Published in final edited form as: Methods Mol Biol. 2016;1402:177–188. doi: 10.1007/978-1-4939-3378-5_14

Detection of Long Non-coding RNA Expression by Non-radioactive Northern Blots

Xiaowen Hu 1,5, Yi Feng 1,5, Zhongyi Hu 1, Youyou Zhang 1, Chao-Xing Yuan 3, Xiaowei Xu 4, Lin Zhang 1,2,*
PMCID: PMC4773203  NIHMSID: NIHMS760983  PMID: 26721491

Abstract

With the advances in sequencing technology and transcriptome analysis, it is estimated that up to 75% of the human genome is transcribed into RNAs. This finding prompted intensive investigations on the biological functions of non-coding RNAs and led to very exciting discoveries of microRNAs as important players in disease pathogenesis and therapeutic applications. Research on long non-coding RNAs (lncRNAs) is in its infancy, yet a broad spectrum of biological regulations has been attributed to lncRNAs. As a novel class of RNA transcripts, the expression level and splicing variants of lncRNAs are various. Northern blot analysis can help us learn about the identity, size, and abundance of lncRNAs. Here we describe how to use northern blot to determine lncRNA abundance and identify different splicing variants of a given lncRNA.

Keywords: long non-coding RNA, RNA expression, Northern blots

1. Introduction

lncRNAs are operationally defined as RNA transcripts larger than 200 nt that do not appear to have coding potential (15). Given that up to 75% of the human genome is transcribed to RNA, while only a small portion of the transcripts encodes proteins (6), the number of lncRNA genes can be large. After the initial cloning of functional lncRNAs such as H19 (7, 8) and XIST (9) from cDNA libraries, two independent studies using high-density tiling array reported that the number of lncRNA genes is at least comparable to that of protein-coding genes (10, 11). Recent advances in tiling array (1013), chromatin signature (14, 15), computational analysis of cDNA libraries (16, 17), and next-generation sequencing (RNA-seq) (1821) have revealed that thousands of lncRNA genes are abundantly expressed with exquisite cell-type and tissue specificity in human. In fact, the GENCODE consortium within the framework of the ENCODE project recently reported 14,880 manually annotated and evidence-based lncRNA transcripts originating from 9,277 gene loci in human (6, 21), including 9,518 intergenic lncRNAs (also called lincRNAs) and 5362 genic lncRNAs (14, 15, 20). These studies indicate that 1) lncRNAs are independent transcriptional units; 2) lncRNAs are spliced with fewer exons than protein-coding transcripts and utilize the canonical splice sites; 3) lncRNAs are under weaker selective constraints during evolution and many are primate specific; 4) lncRNA transcripts are subjected to typical histone modifications as protein-coding mRNAs, and 5) the expression of lncRNAs is relatively low and strikingly cell-type or tissue-specific.

The discovery of lncRNA has provided an important new perspective on the centrality of RNA in gene expression regulation. lncRNAs can regulate the transcriptional activity of a chromosomal region or a particular gene by recruiting epigenetic modification complexes in either cis- or trans-regulatory manner.
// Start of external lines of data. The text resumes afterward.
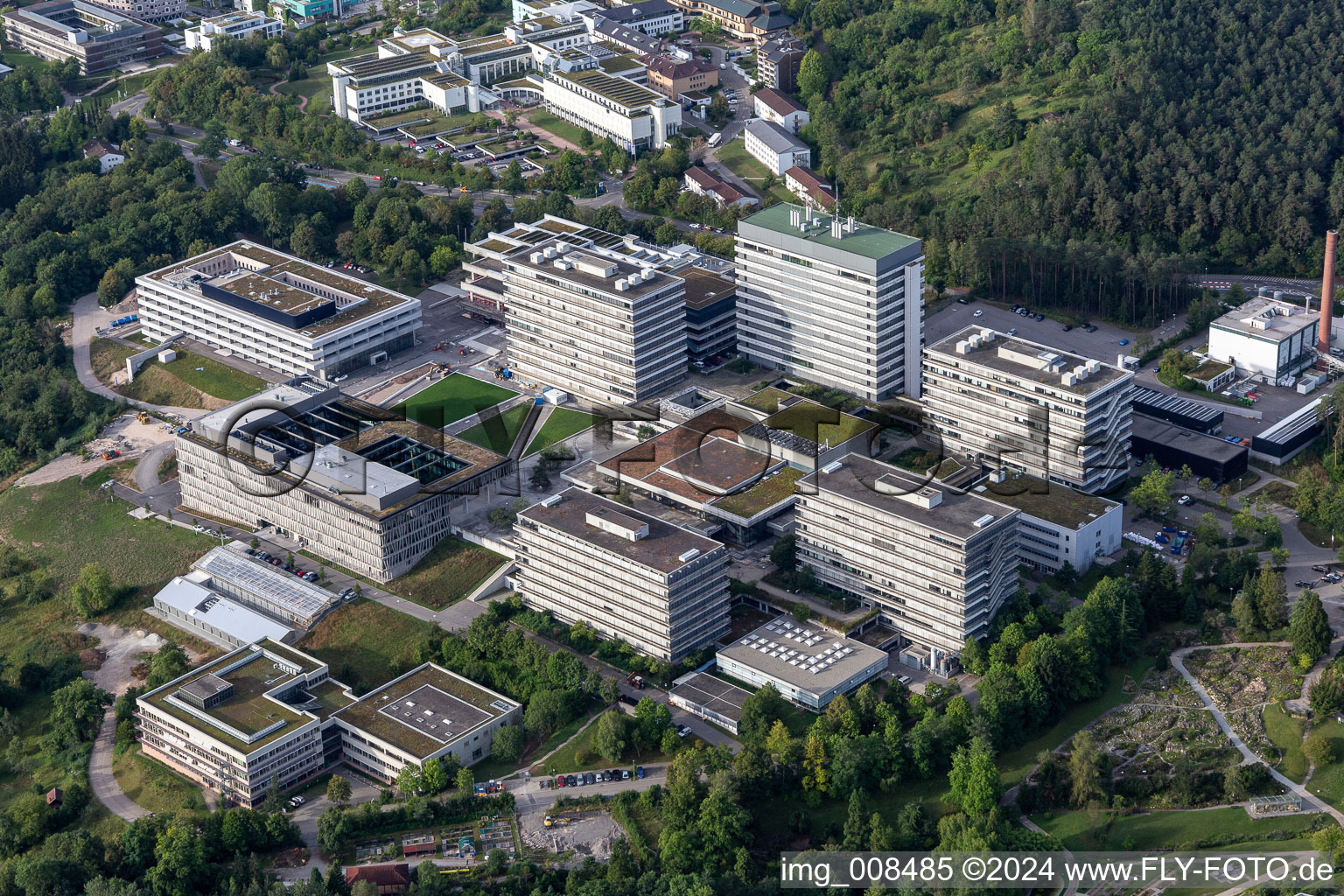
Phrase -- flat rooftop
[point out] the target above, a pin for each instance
(666, 549)
(807, 655)
(704, 288)
(425, 710)
(867, 241)
(257, 673)
(897, 492)
(619, 269)
(1266, 318)
(1027, 360)
(1183, 439)
(1050, 501)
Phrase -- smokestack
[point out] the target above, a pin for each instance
(1332, 238)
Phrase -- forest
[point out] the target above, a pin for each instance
(1085, 155)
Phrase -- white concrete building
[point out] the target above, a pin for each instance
(1058, 524)
(774, 107)
(355, 484)
(805, 662)
(233, 723)
(593, 321)
(228, 25)
(656, 586)
(426, 713)
(1265, 338)
(774, 147)
(1002, 401)
(277, 311)
(830, 300)
(634, 117)
(935, 564)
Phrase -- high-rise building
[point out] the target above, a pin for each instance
(831, 300)
(935, 564)
(598, 324)
(1002, 401)
(656, 586)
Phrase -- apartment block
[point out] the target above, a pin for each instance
(354, 482)
(592, 321)
(277, 311)
(659, 587)
(253, 713)
(228, 25)
(97, 35)
(831, 300)
(1002, 401)
(935, 564)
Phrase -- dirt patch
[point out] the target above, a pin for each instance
(588, 835)
(127, 436)
(122, 653)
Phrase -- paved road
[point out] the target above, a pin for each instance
(1248, 757)
(100, 773)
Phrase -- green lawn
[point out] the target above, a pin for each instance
(1286, 734)
(1328, 780)
(448, 574)
(499, 434)
(214, 378)
(366, 644)
(1015, 763)
(451, 399)
(558, 127)
(559, 426)
(1163, 830)
(153, 786)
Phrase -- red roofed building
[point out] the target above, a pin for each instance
(388, 878)
(805, 185)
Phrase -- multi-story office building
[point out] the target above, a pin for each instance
(632, 577)
(270, 710)
(1265, 338)
(752, 20)
(426, 713)
(231, 24)
(233, 723)
(774, 147)
(779, 60)
(93, 34)
(354, 482)
(634, 117)
(592, 321)
(277, 311)
(1002, 401)
(935, 564)
(831, 300)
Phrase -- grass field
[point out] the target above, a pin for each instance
(559, 426)
(153, 786)
(448, 574)
(366, 644)
(558, 127)
(1163, 830)
(499, 436)
(451, 399)
(213, 378)
(1286, 734)
(1015, 763)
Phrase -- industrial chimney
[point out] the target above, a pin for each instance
(1323, 346)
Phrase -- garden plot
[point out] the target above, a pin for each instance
(1246, 677)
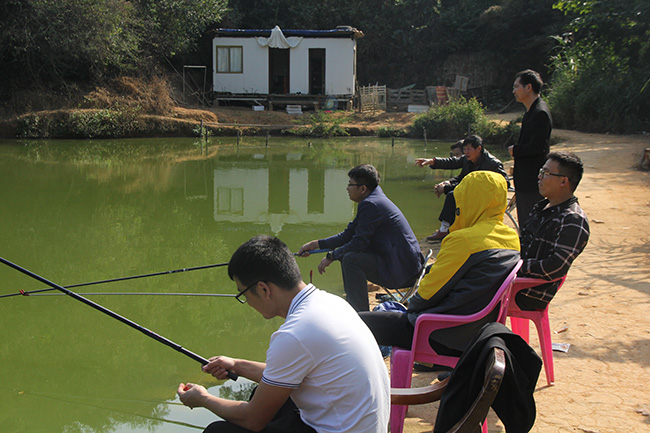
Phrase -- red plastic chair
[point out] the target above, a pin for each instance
(519, 322)
(401, 361)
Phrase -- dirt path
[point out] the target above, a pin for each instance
(601, 384)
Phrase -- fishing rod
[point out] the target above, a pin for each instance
(322, 250)
(114, 315)
(112, 280)
(224, 295)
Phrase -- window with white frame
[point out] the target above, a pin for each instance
(229, 59)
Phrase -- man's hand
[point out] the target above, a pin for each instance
(219, 367)
(324, 264)
(304, 250)
(440, 188)
(421, 162)
(192, 395)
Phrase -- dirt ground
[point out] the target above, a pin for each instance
(602, 310)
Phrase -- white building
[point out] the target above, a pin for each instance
(291, 66)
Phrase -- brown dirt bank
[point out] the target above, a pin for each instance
(184, 122)
(601, 383)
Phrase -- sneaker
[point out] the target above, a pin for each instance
(437, 236)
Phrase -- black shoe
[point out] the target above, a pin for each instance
(425, 367)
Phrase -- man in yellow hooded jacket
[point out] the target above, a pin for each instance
(473, 261)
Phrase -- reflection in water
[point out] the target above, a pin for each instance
(76, 211)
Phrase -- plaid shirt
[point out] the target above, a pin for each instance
(551, 239)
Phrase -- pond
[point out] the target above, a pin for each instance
(82, 211)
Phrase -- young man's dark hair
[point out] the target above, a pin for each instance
(475, 141)
(365, 174)
(264, 258)
(528, 76)
(570, 166)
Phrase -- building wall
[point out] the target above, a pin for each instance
(340, 70)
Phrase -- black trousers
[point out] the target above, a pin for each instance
(393, 328)
(286, 420)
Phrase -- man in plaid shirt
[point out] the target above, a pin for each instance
(556, 232)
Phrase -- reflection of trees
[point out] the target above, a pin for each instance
(85, 211)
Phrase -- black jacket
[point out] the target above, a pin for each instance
(514, 403)
(533, 146)
(486, 162)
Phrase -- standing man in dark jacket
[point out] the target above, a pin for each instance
(378, 245)
(533, 144)
(475, 157)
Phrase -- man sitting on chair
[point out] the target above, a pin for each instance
(472, 263)
(475, 157)
(556, 231)
(377, 246)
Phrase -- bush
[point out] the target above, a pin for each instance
(321, 124)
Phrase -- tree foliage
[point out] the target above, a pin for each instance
(601, 70)
(66, 41)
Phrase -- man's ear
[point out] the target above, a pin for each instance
(565, 182)
(263, 289)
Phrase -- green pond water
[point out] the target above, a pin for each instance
(81, 211)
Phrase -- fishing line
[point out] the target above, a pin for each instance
(108, 409)
(114, 315)
(224, 295)
(112, 280)
(322, 250)
(154, 274)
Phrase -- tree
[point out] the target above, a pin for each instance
(602, 66)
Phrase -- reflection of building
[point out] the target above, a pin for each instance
(278, 195)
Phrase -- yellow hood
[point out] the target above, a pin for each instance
(481, 196)
(480, 203)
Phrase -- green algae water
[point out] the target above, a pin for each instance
(81, 211)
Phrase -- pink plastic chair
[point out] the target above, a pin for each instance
(401, 361)
(519, 322)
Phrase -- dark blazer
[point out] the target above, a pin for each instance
(380, 228)
(533, 146)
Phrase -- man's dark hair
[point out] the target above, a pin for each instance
(528, 76)
(570, 166)
(475, 141)
(365, 174)
(264, 258)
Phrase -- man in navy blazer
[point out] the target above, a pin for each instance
(378, 245)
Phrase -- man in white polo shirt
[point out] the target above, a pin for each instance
(323, 360)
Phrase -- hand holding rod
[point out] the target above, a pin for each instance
(114, 315)
(112, 280)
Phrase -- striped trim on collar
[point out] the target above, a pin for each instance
(300, 297)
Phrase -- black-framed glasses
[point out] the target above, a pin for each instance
(240, 296)
(543, 173)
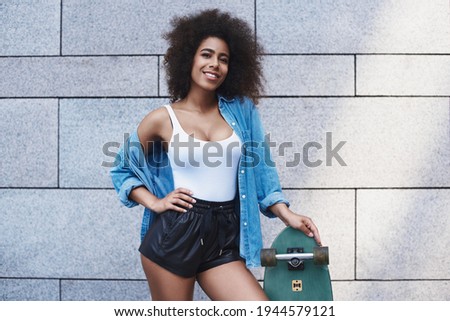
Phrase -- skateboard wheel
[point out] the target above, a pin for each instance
(268, 257)
(320, 255)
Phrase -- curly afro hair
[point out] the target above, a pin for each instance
(244, 72)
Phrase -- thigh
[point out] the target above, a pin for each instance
(231, 282)
(165, 285)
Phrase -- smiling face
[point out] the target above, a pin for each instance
(210, 65)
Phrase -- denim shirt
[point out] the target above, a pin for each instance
(258, 182)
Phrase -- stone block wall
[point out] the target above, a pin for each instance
(370, 76)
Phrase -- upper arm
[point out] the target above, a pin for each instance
(154, 127)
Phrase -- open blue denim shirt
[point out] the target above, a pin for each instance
(258, 182)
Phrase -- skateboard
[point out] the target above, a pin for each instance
(296, 269)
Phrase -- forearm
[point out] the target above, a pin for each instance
(142, 196)
(281, 211)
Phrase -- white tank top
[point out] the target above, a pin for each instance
(207, 168)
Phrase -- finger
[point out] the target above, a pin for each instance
(185, 198)
(315, 232)
(183, 191)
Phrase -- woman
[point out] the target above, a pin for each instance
(205, 176)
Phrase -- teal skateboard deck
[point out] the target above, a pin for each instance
(296, 269)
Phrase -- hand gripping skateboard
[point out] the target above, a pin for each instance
(296, 268)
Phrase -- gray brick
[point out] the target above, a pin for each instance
(68, 234)
(29, 290)
(79, 76)
(349, 26)
(309, 75)
(30, 27)
(392, 291)
(132, 26)
(389, 142)
(91, 127)
(104, 290)
(29, 143)
(403, 75)
(403, 234)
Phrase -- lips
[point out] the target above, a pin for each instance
(211, 75)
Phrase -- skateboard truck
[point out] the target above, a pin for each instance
(269, 257)
(295, 263)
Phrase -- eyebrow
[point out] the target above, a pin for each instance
(212, 51)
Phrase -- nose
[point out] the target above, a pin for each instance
(214, 63)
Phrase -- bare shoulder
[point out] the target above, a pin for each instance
(154, 126)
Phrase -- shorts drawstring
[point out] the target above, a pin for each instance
(207, 223)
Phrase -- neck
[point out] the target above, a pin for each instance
(201, 100)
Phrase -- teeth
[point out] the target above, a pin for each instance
(211, 75)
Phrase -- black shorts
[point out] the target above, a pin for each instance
(186, 244)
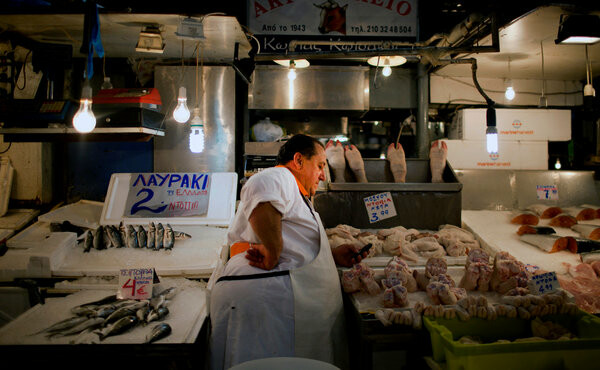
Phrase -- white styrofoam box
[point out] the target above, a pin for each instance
(523, 155)
(514, 124)
(6, 176)
(50, 255)
(85, 213)
(221, 203)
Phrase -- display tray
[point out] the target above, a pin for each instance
(187, 312)
(195, 257)
(577, 353)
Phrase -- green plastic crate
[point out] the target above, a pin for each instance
(581, 353)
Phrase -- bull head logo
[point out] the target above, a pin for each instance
(333, 17)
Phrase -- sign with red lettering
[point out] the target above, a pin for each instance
(135, 283)
(331, 19)
(380, 206)
(159, 195)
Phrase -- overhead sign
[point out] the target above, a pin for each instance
(160, 195)
(274, 22)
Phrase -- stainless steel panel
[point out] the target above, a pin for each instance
(217, 107)
(315, 87)
(491, 190)
(399, 90)
(506, 189)
(379, 175)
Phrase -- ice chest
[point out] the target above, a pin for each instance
(550, 354)
(419, 203)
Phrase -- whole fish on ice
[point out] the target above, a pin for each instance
(160, 237)
(120, 326)
(169, 239)
(158, 332)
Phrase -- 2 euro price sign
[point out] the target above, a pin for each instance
(136, 283)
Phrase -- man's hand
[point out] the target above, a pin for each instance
(261, 257)
(343, 255)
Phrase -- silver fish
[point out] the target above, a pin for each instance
(158, 314)
(105, 311)
(106, 238)
(151, 235)
(88, 241)
(158, 332)
(158, 301)
(90, 323)
(84, 310)
(159, 238)
(168, 293)
(121, 312)
(142, 313)
(132, 237)
(98, 241)
(122, 325)
(63, 325)
(169, 238)
(180, 235)
(142, 237)
(115, 236)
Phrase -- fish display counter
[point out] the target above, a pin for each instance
(173, 224)
(60, 328)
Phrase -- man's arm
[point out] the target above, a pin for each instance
(266, 223)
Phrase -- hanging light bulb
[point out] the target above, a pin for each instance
(387, 70)
(509, 94)
(84, 120)
(196, 133)
(491, 132)
(181, 113)
(292, 72)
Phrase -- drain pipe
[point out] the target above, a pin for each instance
(422, 110)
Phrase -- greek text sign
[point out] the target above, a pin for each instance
(136, 283)
(160, 195)
(380, 206)
(382, 18)
(544, 283)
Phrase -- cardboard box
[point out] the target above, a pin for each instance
(514, 124)
(516, 155)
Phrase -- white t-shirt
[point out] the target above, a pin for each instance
(300, 230)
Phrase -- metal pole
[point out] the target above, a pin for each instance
(423, 108)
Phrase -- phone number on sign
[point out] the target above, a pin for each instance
(380, 29)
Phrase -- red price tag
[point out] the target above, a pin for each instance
(136, 283)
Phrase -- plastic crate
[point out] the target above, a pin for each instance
(550, 354)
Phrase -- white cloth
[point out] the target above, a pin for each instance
(255, 318)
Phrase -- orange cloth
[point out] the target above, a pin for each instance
(241, 247)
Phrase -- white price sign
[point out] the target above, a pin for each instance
(547, 192)
(380, 206)
(544, 283)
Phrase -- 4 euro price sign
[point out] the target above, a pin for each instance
(136, 283)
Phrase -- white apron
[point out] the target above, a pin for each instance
(318, 307)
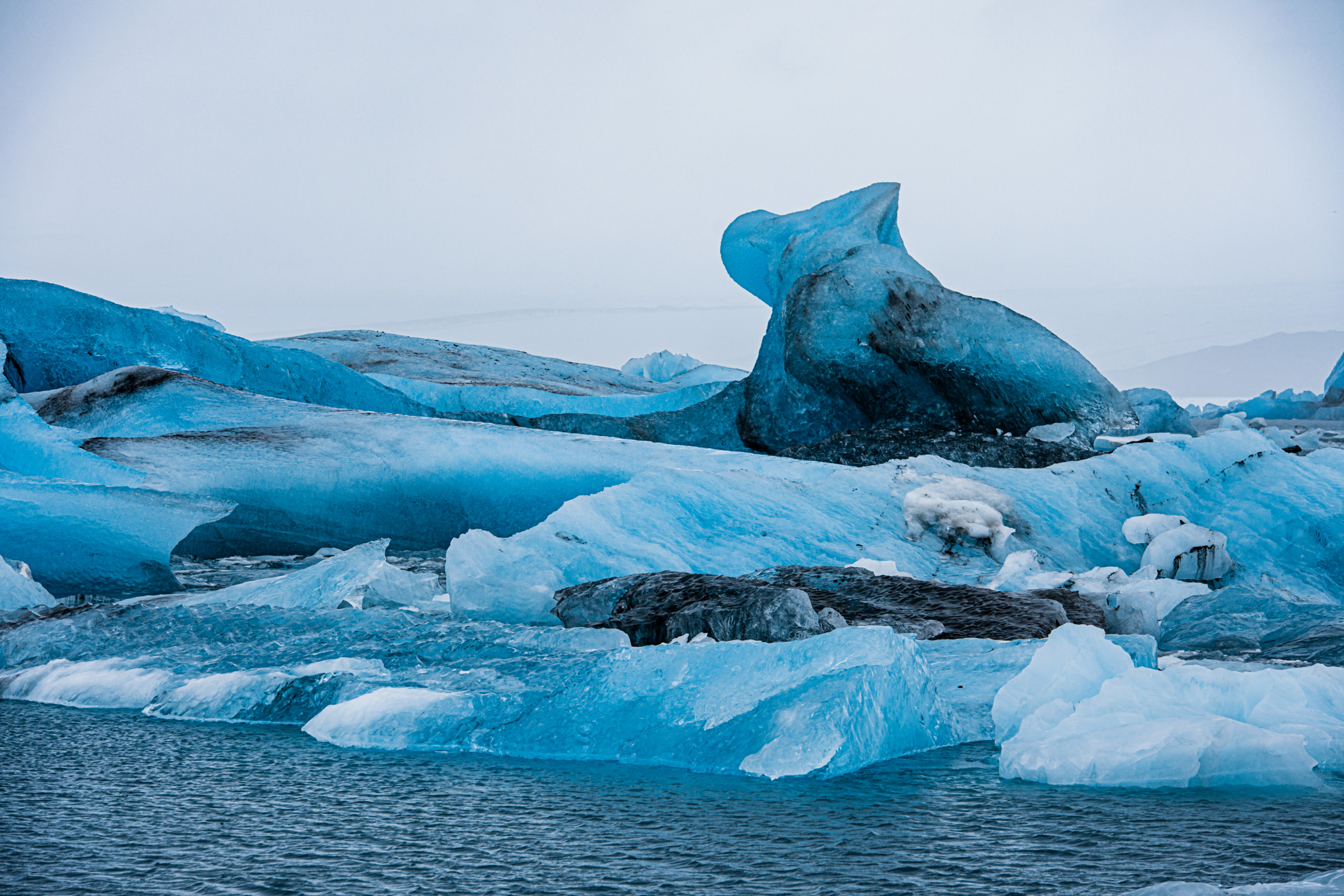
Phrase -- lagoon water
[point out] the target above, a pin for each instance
(114, 802)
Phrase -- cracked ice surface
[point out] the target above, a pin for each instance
(1280, 515)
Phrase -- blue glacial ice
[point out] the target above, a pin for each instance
(455, 378)
(58, 338)
(32, 448)
(110, 540)
(1081, 714)
(863, 335)
(358, 578)
(306, 478)
(1278, 512)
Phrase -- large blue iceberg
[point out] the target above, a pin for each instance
(60, 338)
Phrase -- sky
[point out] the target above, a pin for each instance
(1141, 178)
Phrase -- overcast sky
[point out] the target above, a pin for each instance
(1141, 178)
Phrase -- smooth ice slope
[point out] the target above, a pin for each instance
(60, 338)
(32, 448)
(1281, 515)
(824, 706)
(1080, 714)
(864, 335)
(356, 577)
(94, 539)
(310, 478)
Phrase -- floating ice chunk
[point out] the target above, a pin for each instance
(1053, 432)
(1022, 571)
(30, 446)
(1330, 883)
(81, 538)
(92, 684)
(1086, 716)
(822, 707)
(359, 577)
(60, 338)
(1188, 552)
(879, 567)
(1140, 606)
(1070, 666)
(957, 508)
(660, 367)
(18, 590)
(1141, 529)
(197, 319)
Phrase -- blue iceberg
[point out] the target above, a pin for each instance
(60, 338)
(1081, 714)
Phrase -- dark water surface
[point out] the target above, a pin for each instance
(116, 802)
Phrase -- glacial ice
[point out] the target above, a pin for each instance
(308, 478)
(1278, 512)
(1158, 411)
(862, 335)
(110, 540)
(359, 577)
(1081, 714)
(959, 508)
(660, 367)
(822, 707)
(18, 590)
(58, 338)
(198, 319)
(32, 448)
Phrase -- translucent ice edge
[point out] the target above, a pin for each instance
(534, 402)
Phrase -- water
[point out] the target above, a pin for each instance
(115, 802)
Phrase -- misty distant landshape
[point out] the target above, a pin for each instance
(1278, 361)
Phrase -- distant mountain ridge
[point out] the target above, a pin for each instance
(1278, 361)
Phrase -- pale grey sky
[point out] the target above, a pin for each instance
(1141, 178)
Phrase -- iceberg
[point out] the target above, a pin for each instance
(110, 540)
(30, 446)
(863, 335)
(1280, 511)
(1255, 621)
(308, 478)
(1081, 714)
(19, 590)
(819, 707)
(1158, 411)
(356, 578)
(60, 338)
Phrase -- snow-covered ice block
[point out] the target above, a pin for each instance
(1022, 571)
(823, 707)
(1281, 512)
(864, 335)
(358, 577)
(81, 538)
(60, 338)
(959, 508)
(18, 590)
(1080, 714)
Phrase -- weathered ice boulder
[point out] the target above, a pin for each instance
(787, 603)
(878, 445)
For example, Xist, a 17 kb X-chromosome specific non-coding transcript, initiates X chromosome inactivation by targeting and tethering Polycomb-repressive complexes (PRC) to X chromosome in cis (2224). HOTAIR regulates the HoxD cluster genes in trans by serving as a scaffold which enables RNA-mediated assembly of PRC2 and LSD1 and coordinates the binding of PRC2 and LSD1 to chromatin (12, 25). Based on the knowledge obtained from studies on a limited number of lncRNAs, at least two working models have been proposed. First, lncRNAs can function as scaffolds. lncRNAs contain discrete protein-interacting domains that can bring specific protein components into the proximity of each other, resulting in the formation of unique functional complexes (2527). These RNA mediated complexes can also extend to RNA-DNA and RNA-RNA interactions. Second, lncRNAs can act as guides to recruit proteins (24, 28, 29), such as chromatin modification complexes, to chromosome (24, 29). This may occur through RNA-DNA interactions (29) or through RNA interaction with a DNA-binding protein (24). In addition, lncRNAs have been proposed to serve as decoys that bind to DNA-binding proteins (30), transcriptional factors (31), splicing factors (3234) or miRNAs (35). Some studies have also identified lncRNAs transcribed from the enhancer regions (3638) or a neighbor loci (18, 39) of certain genes. Given that their expressions correlated with the activities of the corresponding enhancers, it was proposed that these RNAs (termed enhancer RNA/eRNA (3638) or ncRNA-activating/ncRNA-a (18, 39)) may regulate gene transcription.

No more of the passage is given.